A review of “Abroad In Japan” by Chris Broad

To be honest, this is not really a biography, instead it is part memoir and part travelogue. I read it while travelling in Japan and found it a very accessible and useful introduction to this wonderful but strange country. It is written in a casual, even conversational, style and it is often quite funny.

Broad – note how he incorporates his surname into the title of the book – went to Japan as a young man straight after graduation when he took part in a scheme to locate native English speakers in schools to assist with the teaching of English. He was assigned to a relatively remote corner of the north-west of the main island, a town called Sakata, where he spent his first three years in this country, painfully managing to learn Japanese.

Increasingly, he made videos for YouTube about the cultural curiosities of Japan and, as a result, moved to the north-east of the main island, a town called Sendai.

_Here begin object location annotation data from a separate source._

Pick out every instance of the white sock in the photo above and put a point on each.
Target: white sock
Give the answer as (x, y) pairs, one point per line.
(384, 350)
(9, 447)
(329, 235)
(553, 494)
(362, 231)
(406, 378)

More and more, he travelled around the country: he writes particularly about Tokyo, Kyoto, Osaka, Nara and Mount Fuji (each of which I have visited) and he has now been to all 47 prefectures that make up the country.

In short, amusing chapters, he explores the complicated language with three writing systems, the rarity of swearing, the long periods of silence, the formality of the education process, the forbidden-footwear culture, the attraction of hot springs, the experience of an earthquake, a missile from North Korea, the thriving drinking culture, the varied and often odd foods, the role of hostess bars, the commitment to service, the prevalence of cleanliness, the wearing of face masks, the shortage of living space, the introduction of capsule hotels, the efficiency of the railways, the ubiquity of road tunnels (an estimated 10,000), the preference for presentism over productivity, the superiority of group conformity over individualism, the low obesity rate, the extensive longevity, the explosion in tourism, the antipathy to foreign residents, and the obsession with cats – and more. 

Towards the end of the book, the tone becomes more serious as he makes videos about the consequences of the devastating tsunami of 2011. The book covers the decade January 2012 to March 2022, but the story continues on YouTube where Broad has now posted over 250 videos.